Florida Is Back To Normal And Corporate Media Are Calling It A Hellscape

I sense an attitude of friendliness, and camaraderie with strangers rather than fear of them. Normality is alive and well in Florida, as much as corporate media don’t want to admit it.

If your perception of the world is based on what corporate media tells you, you might think Florida is overrun by wild spring break revelers who are running around killing people by flaunting COVID precautions.

“How spring break in South Beach spun out of control,” the Washington Post blared. The Associated Press reported “deaths” and “violence,” while “police have arrested hundreds of partiers involved in violence and property destruction” in South Beach.

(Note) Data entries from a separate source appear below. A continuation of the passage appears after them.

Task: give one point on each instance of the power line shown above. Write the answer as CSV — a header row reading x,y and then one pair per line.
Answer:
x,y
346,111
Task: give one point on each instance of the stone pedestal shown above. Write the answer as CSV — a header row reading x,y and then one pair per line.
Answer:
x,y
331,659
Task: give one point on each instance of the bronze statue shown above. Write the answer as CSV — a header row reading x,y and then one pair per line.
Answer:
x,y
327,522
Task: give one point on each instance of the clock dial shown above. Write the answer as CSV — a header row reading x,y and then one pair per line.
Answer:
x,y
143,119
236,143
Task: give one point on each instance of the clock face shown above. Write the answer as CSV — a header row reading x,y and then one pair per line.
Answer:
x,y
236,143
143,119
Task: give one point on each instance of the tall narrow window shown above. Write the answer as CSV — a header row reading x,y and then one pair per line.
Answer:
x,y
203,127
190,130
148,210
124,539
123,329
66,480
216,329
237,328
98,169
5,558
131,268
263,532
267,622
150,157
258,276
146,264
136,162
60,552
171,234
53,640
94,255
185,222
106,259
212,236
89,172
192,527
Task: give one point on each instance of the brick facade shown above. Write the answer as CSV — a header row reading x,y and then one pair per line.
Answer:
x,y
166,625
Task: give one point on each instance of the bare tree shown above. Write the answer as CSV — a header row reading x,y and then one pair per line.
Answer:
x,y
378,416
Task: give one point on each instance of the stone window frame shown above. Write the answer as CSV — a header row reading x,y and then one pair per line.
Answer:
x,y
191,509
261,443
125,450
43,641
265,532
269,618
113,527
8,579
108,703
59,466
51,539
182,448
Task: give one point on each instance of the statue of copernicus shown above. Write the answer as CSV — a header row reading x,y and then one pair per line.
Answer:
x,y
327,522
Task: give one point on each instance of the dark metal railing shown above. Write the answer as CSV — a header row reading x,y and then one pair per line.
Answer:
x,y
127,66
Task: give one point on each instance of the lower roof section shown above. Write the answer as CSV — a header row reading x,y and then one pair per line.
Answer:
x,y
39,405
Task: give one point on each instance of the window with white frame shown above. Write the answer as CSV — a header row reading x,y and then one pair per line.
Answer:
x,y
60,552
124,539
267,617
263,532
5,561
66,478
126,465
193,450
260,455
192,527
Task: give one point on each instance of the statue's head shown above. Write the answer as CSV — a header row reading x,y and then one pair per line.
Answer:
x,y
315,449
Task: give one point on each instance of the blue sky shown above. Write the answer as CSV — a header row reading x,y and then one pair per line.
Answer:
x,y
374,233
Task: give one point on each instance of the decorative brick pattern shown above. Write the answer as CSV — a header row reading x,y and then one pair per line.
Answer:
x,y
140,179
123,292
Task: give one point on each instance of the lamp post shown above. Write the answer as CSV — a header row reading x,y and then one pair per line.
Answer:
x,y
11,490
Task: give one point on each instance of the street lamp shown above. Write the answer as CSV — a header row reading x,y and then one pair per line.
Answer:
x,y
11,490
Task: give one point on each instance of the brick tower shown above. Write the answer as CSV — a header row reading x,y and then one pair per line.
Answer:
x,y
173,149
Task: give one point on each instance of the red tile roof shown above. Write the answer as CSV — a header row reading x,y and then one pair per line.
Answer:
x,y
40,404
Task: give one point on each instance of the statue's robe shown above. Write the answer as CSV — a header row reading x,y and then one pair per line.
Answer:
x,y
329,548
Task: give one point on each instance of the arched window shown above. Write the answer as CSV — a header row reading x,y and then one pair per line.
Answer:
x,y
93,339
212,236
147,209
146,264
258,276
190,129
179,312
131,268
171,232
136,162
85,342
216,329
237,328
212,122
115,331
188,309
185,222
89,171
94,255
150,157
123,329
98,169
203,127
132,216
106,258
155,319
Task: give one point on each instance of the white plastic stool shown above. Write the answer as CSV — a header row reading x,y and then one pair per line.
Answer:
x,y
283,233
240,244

Business Insider lumped “street fights, arrests, and maskless crowds” together in its description of the debauchery. On March 20, the city of Miami Beach established a state of emergency, complete with an 8 p.m. weekend curfew.

The narrative that “Florida Gov. Ron DeSantis’ ‘open-for-business’ policy is backfiring in Miami Beach,” as Slate suggested, is as lazy as it is inaccurate. I’m sure there are some ne’er-do-wellers in Miami, as in any other place on earth. But the corporate media is so busy trying to dunk on DeSantis’s successful and freedom-centric COVID-19 response, they won’t tell you what’s really going on in the Sunshine State.

I’ve spent the past week in Florida, and visited beach towns on both the Atlantic and Gulf coasts. I’ve seen cheerful street musicians, sailboats unloading in marinas, kids on playgrounds, and moms pushing strollers in seersucker dresses. I’ve seen a few groups of what look like spring breakers too, walking down sunny sidewalks or sitting at beachfront bars enjoying fresh fried seafood.